E. Roscoe Shrader (14 December 1878 – 18 January 1960) was an American painter and art instructor known for his colorful, post-impressionistic landscapes, figures, and still lifes. He was head of faculty at the Otis Art Institute from 1919 to 1949, and was the president of the California Art Club (CAC) from 1924 to 1930, and again in 1934. He formed the Group of Eight, which included painters such as Mabel Alvarez, at his studio in Hollywood, California.

== Early life and education==
Born in 1878 in Quincy, Illinois, he moved to Los Angeles, California, in 1885, where his father taught in the physics and chemistry department at the University of Southern California (USC). Shrader attended Los Angeles High School and the Los Angeles Business College, which his father founded. He graduated from the Los Angeles Business College in 1895 and received his high school diploma in 1897 with a major in science.
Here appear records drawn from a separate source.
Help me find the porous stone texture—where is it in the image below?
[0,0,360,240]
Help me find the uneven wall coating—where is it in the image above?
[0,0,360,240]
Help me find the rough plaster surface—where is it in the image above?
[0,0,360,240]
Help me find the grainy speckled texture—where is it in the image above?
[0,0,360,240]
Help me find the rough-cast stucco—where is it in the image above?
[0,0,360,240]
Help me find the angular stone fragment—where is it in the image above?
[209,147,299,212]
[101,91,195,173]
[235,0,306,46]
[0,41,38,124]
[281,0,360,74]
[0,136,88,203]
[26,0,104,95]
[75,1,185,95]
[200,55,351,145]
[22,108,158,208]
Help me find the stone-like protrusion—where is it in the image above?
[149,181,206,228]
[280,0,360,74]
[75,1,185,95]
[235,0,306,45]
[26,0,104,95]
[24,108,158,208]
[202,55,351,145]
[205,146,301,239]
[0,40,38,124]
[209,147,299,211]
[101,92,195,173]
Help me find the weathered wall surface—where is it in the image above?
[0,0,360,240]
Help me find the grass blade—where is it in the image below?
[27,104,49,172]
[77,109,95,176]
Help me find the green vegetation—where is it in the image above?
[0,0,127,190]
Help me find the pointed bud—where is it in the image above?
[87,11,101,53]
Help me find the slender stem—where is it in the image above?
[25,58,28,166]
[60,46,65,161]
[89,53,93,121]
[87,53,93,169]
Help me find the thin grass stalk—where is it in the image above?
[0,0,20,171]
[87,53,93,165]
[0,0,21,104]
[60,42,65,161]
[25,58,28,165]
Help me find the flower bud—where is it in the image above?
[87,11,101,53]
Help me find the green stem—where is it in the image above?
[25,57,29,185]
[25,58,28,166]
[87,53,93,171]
He was admitted to the School of the Art Institute of Chicago (SAIC) in 1901, where he studied for two years under influential professors such as John Christen Johansen, who taught luminism, tonalism, and impressionism, and Thomas Wood Stevens, a mural painter, etcher, and head of the illustration department. He subsequently studied under Howard Pyle, a well-known illustrator, at the Howard Pyle School of Illustration Art in Wilmington, Delaware, where Shrader met his wife, Elisabeth Condit.

== Career ==
Shrader’s first worked as an illustrator, contributing to books and magazines such as Scribner's Magazine, Harper’s, and The Century Magazine.

About 1914, he moved to New Hope, Pennsylvania, and joined the New Hope Art Colony of impressionists.
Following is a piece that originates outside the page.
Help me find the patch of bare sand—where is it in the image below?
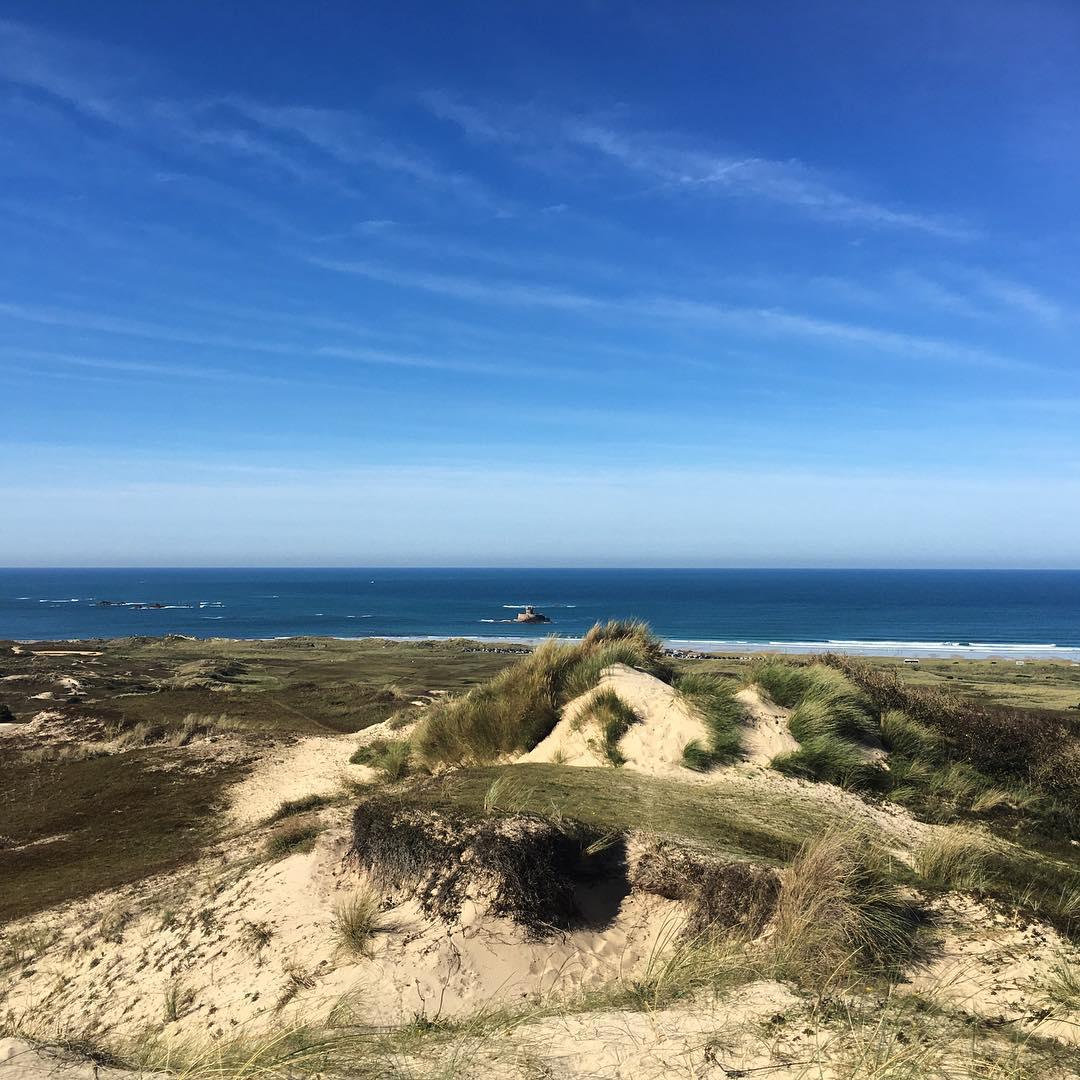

In 1917, Shrader returned to Los Angeles and began working for the Otis Art Institute after it was founded in 1918 as instructor in drawing, illustration, and composition, and as lecturer on anatomy. He became dean of the Otis Art Institute in 1923. Students of Shrader included Grace Vollmer, among others.

In 1924, Shrader was first elected president of the California Art Club, a position he held from 1924–1926, 1927–1930, and again in 1934.